Improved Molecular Diagnostics of Idiopathic Short Stature and Allied Disorders: Quantitative Polymerase Chain Reaction-Based Copy Number Profiling of SHOX and Pseudoautosomal Region 1

Abstract Context: Short stature has an incidence of three in 100 in children. Reliable molecular genetic testing may be crucial in the context of beneficial disease management. Deletions spanning or surrounding the SHOX gene account for a significant proportion of patients with idiopathic short stature (ISS) and allied disorders, such as Leri-Weill dyschondrosteosis. Objective: Several shortcomings of current strategies for copy number profiling of the SHOX region prompted us to develop an improved test for molecular diagnostics of the SHOX region. Design and Results: We introduced a quantitative PCR (qPCR)-based copy number profiling test, consisting of 11 amplicons targeting clinically relevant regions, i.e. the SHOX gene and regulatory regions. To ensure an optimal sensitivity and specificity, this test was validated in 32 controls and 18 probands with previously identified copy number changes.

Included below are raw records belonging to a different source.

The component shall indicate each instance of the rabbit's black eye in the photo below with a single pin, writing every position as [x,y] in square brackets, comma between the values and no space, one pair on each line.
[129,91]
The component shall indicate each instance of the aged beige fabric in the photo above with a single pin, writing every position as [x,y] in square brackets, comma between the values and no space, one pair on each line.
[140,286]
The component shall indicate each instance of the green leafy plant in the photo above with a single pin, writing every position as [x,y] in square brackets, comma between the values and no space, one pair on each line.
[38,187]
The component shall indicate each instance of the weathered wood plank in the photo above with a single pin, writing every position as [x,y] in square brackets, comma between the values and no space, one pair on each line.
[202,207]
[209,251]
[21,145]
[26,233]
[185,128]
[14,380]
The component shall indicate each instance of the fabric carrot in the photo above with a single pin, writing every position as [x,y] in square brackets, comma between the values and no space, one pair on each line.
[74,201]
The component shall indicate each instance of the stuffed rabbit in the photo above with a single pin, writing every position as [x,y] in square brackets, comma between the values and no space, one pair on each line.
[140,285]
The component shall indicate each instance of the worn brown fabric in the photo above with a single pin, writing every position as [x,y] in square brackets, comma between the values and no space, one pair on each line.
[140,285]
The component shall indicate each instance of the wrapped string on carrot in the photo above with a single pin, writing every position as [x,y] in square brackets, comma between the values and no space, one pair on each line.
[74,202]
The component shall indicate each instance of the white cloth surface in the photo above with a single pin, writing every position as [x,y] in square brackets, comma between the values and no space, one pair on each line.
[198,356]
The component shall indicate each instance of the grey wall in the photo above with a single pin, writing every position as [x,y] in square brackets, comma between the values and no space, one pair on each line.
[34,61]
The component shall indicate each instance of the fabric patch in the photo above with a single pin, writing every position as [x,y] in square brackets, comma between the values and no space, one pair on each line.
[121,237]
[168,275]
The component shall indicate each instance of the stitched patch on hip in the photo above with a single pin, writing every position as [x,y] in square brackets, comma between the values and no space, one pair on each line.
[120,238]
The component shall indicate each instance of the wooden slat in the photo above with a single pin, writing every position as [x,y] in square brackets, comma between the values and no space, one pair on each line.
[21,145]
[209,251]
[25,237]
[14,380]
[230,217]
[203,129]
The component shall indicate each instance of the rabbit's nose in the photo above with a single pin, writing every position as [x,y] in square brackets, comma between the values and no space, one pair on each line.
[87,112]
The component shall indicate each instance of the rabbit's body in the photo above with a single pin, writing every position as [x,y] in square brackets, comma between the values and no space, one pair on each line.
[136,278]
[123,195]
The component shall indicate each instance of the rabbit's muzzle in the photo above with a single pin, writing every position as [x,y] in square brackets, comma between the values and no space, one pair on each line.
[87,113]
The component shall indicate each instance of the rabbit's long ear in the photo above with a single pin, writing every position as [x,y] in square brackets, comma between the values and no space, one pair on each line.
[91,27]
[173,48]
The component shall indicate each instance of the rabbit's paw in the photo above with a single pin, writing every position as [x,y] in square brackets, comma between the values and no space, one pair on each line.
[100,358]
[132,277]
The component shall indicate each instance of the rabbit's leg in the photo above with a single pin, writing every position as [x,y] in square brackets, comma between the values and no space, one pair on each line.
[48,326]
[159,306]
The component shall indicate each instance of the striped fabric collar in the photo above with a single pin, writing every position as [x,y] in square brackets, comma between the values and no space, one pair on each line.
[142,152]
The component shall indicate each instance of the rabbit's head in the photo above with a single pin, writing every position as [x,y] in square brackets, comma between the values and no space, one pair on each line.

In addition, 152 probands with SHOX-associated phenotypes were screened, revealing 10 novel copy number changes. Conclusion: This highly validated qPCR test supersedes other approaches for copy number screening of the SHOX region in terms of reliability, accuracy, and cost efficiency. In addition, another strong point is the fact that it can be easily implemented in any standard equipped molecular laboratory. Our qPCR-based test is highly recommended for molecular diagnostics of idiopathic short stature and allied disorders.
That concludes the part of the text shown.